O’Bagy has accomplished this by claiming to be an objective analyst at a Washington D.C. think-tank that studies military affairs while concealing that she’s the political director for the Syrian Emergency Task Force (SETF), a group that advocates for Syria’s rebels from Washington D.C. In a recent exposé, a conservative news magazine calls SETF a Syrian Islamist Organization. When it hired O’Bagy in May, the group bragged that she has a “reputation as the leading expert on the armed opposition in the Syrian revolution.”
As the Syria crisis escalated, O’Bagy became a regular on a number of television news shows, including CNN and Fox. A few days ago the Wall Street Journal published a lengthy piece where O’Bagy makes a case for U.S. military intervention in Syria by asserting that concerns about Al-Qaeda terrorists running the rebel operations are unfounded. After all, the United States doesn’t want to support the very jihadists that want to murder its citizens. O’Bagy’s opinion piece made such an impact that Arizona Senator John McCain read a chunk of it during a recent Senate Foreign Relations Committee hearing.
Here is a portion of the excerpt that McCain read at the hearing: “Contrary to many media accounts, the war in Syria is not being waged entirely, or even predominantly, by dangerous Islamists and al Qaeda die-hards. The jihadists pouring into Syria from countries like Iraq and Lebanon are not flocking to the front lines. Instead they are concentrating their efforts on consolidating control in the northern, rebel-held areas of the country.

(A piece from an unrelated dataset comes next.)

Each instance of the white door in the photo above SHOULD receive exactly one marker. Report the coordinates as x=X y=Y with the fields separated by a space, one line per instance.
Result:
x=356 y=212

“Moderate opposition forces—a collection of groups known as the Free Syrian Army—continue to lead the fight against the Syrian regime. While traveling with some of these Free Syrian Army battalions, I’ve watched them defend Alawi and Christian villages from government forces and extremist groups. They’ve demonstrated a willingness to submit to civilian authority, working closely with local administrative councils. And they have struggled to ensure that their fight against Assad will pave the way for a flourishing civil society.”
When he finished, Senator McCain asks Secretary of State John Kerry if he agrees with that assessment. Kerry responds that he does and confirms that Syria is a secular state. Of interesting note is that the now-famous opinion piece only identifies O’Bagy as a senior analyst at the Institute for the Study of War and completely omits her position at SETF.
In the midst of this madness a British newspaper confirms this week that in Syria “jihadists” are “now the largest and best armed faction in the opposition.” The report goes on to say that the “more moderate elements have become progressively weaker through a lack of supplies and defection of members.”